# fast forward problems with DTV HD DVR



## mitch236 (Nov 30, 2004)

It seems impossible to get my DVR to stop consistently when FF through commercials. I remember there were codes to use on the TiVo units that allowed for 30 sec blocks of forward jumping, is there something similar for the DTV units? Is there a way to disable the jumpback feature when you stop FF?

Thanks


----------



## mitch236 (Nov 30, 2004)

Oops, sorry I just read the sticky and realized that I shouldn't have posted this question here.


----------



## shibby191 (Dec 24, 2007)

You can post but DBSTalk is the best place to ask your question on the DirecTV HD DVR.

As to your specifics:
1) There is a 30 sec slip button. Press it and it does a super FFW for 30 seconds
2) There is a code to put in to change it to a 30 sec skip. See DBSTalk for what that is.
3) The "jumpback" or autocorrection is just like what's found on Tivo and most other DVRs and no, there is no way to disable it.


----------



## TyroneShoes (Sep 6, 2004)

shibby191 said:


> ...There is a 30 sec slip button. Press it and it does a super FFW for 30 seconds
> 2) There is a code to put in to change it to a 30 sec skip...

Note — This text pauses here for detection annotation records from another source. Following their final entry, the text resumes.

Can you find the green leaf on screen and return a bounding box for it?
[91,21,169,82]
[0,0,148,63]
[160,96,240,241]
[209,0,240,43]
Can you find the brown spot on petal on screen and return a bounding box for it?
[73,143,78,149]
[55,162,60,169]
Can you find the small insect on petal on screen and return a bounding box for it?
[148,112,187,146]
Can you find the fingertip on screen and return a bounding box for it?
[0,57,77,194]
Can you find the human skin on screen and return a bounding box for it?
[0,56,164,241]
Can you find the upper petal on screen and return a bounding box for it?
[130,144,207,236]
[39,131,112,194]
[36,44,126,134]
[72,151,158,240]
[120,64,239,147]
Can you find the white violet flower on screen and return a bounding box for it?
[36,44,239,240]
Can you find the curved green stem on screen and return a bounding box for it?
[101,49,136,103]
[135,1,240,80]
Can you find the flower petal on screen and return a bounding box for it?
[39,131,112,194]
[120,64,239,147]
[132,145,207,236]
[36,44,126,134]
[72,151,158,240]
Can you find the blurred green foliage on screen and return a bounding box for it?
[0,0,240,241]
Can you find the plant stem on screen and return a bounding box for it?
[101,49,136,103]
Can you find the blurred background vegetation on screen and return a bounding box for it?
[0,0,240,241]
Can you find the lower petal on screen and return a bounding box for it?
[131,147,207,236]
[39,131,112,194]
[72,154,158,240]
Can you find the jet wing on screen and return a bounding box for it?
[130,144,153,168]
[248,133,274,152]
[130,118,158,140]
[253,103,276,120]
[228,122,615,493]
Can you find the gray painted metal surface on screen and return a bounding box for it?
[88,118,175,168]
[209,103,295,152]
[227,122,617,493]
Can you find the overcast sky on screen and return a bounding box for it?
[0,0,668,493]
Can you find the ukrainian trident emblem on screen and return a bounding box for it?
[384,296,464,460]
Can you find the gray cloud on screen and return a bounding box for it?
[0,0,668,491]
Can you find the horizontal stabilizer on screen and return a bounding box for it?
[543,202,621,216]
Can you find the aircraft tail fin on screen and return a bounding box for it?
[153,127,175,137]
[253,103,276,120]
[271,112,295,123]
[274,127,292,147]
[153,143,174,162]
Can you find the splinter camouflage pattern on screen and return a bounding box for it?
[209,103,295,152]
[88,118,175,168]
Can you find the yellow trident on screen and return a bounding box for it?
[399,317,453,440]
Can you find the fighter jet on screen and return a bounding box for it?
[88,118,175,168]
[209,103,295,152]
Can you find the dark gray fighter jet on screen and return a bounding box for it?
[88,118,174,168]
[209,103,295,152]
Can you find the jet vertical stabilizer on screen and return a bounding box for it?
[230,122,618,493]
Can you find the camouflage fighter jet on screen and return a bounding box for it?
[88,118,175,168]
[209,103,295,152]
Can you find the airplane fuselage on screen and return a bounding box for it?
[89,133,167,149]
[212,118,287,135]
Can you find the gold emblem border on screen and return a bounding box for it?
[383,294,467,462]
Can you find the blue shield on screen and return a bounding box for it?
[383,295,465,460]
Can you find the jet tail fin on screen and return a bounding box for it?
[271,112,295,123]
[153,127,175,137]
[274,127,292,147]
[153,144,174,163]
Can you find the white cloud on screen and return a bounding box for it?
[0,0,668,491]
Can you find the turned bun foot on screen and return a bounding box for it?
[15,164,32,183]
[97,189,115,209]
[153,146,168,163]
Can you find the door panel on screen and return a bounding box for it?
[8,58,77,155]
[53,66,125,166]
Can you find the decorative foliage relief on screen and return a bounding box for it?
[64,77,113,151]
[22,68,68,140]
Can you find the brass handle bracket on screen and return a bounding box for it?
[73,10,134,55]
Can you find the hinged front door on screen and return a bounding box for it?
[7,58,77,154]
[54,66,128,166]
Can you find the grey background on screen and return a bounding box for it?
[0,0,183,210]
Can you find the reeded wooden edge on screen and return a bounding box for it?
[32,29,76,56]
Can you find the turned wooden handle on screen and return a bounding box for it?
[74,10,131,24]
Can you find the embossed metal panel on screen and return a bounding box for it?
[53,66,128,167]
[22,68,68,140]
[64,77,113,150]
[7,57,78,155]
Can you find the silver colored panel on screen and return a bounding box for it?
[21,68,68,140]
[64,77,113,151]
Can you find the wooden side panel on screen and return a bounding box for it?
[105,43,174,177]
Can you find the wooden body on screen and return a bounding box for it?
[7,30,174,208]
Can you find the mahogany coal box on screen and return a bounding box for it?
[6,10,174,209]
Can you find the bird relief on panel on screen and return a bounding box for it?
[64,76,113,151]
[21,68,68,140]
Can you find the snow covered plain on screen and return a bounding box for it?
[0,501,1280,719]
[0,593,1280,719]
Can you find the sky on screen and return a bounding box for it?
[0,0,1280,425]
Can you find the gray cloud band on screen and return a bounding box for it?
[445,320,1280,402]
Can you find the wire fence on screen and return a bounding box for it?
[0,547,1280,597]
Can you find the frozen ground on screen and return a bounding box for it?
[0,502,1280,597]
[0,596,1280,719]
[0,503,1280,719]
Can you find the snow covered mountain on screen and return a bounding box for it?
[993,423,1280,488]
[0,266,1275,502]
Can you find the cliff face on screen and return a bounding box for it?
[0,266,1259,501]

The way to change it is to enter the search mode and type 30SKIP (or 30SLIP to change it back) and "enter". 30SLIP is the mode they are shipped in.


----------



## joed32 (Jul 9, 2005)

mitch236 said:


> It seems impossible to get my DVR to stop consistently when FF through commercials. I remember there were codes to use on the TiVo units that allowed for 30 sec blocks of forward jumping, is there something similar for the DTV units? Is there a way to disable the jumpback feature when you stop FF?
> 
> Thanks


Do a search for a keyword and type in 30SKIP, the search won't find anything hit "OK' and you will have the Tivo skip forward. It's been a while since I have done this so if I left out any details I hope someone will jump in and correct it.


----------



## stevel (Aug 23, 2000)

What that does is change the behavior of the advance button. The default is "slip" where it will go VERY fast forward 30s at a time. Using 30SKIP will instantly jump 30s. I prefer the "slip" behavior.


----------



## BruceShultes (Oct 2, 2006)

I also prefer the 30SLIP.

That way part of the video from commercials is still visible and occasionally I spot one that looks interesting and rewind to watch it in full.


----------